Ukrayna haftalardır Almanya’dan, tank, topçu bataryası, savaş uçakları, helikopterleri ve gemilerinin sayıldığı ağır silahlar talep ediyor. Fotoğraf: Philipp Schulze/dpa/picture alliance
Ukrayna hangi silahları istiyor?
Ukrayna ise haftalardır tank, topçu bataryası, savaş uçakları, helikopterleri ve gemilerinin sayıldığı ağır silahlar verilmesi tarafında Almanya ve öbür ülkeler üzerindeki baskıyı yapmayı sürdürüyor. Çekya dışında öbür hiçbir NATO ülkesi ağır silah vermediği halde Almanya güya vermeyi reddeden tek ülkeymiş izlenimi hâkim.

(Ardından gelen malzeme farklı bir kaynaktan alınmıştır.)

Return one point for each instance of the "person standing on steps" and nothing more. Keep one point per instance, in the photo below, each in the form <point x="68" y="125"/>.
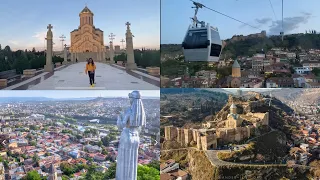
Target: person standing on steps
<point x="90" y="70"/>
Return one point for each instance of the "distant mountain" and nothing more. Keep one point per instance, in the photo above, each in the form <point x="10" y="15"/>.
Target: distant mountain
<point x="178" y="90"/>
<point x="44" y="99"/>
<point x="252" y="45"/>
<point x="23" y="99"/>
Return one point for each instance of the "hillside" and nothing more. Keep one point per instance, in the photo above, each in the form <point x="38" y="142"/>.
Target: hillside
<point x="189" y="105"/>
<point x="250" y="46"/>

Ancak ağır silah kararında düğümün çözüleceği yer ise başbakanlık. Başbakan Scholz’un partisinde son yıllarda gidişata istikamet veren ve başbakanlıkta tartısı bulunan sol kanat ağır silah yollanmasına karşı. Baskılar üzerine ağır silah yerine, para dayanağı verilerek Ukrayna’nın piyasalardan gereksinimi olan silahları kendisinin temin etmesi noktasında SPD idaresi nihayet mutabık olduysa da bunun da prosedürünün aylarca sürebileceği belirtiliyor.
Eleştirel seslerin yükselmesini frenlemek için Başbakan Scholz Ukrayna’ya 2 milyar euro daha ek yardım verileceğini duyurdu. Bunun 1 milyon 400 bin euroluk kısmıyla Ukrayna’nın direkt piyasalardan silah satın alması, 400 milyon euronun da Ukrayna için gereksinim duyduğu silahı temin eden Avrupa Barış Fonu’na (EFP) aktarılması öngörülüyor. Almanya daha evvel de Ukrayna’ya silah yardımında bulundu.
Almanya, Slovenya’nın Rus malı S-300 hava savunma sistemini Ukrayna’ya vermesine müteakip Hollanda ve ABD ile birlikte ülkede Patriot konuşlandırmayı planlıyor. Böylelikle AB ve NATO’nun hava alanının korunması hedefleniyor. Ayrıyeten Alman basınında çıkan haberlere nazaran Slovenya’nın Ukrayna’ya, Ukrayna güçlerinin kullanmakta olduğu T72 tankı vereceği, bunun karşılığında da Almanya’dan zırhlı araç alacağı belirtiliyor. Almanya ayrıyeten öbür NATO ülkeleriyle işbirliği için de katkı sunuyor, Hollanda’nın vereceği tanksavarların eğitimini ve mermilerini karşılaması bu katkılar ortasında yer alıyor.
Bütün bunlara karşın Başbakan Scholz üzerindeki baskının dozu azalmıyor. O ise Merkelvari sessiz tutumuyla şimdiye kadar süreci yönettiyse de kritik dönemece haftaya girileceği varsayım ediliyor.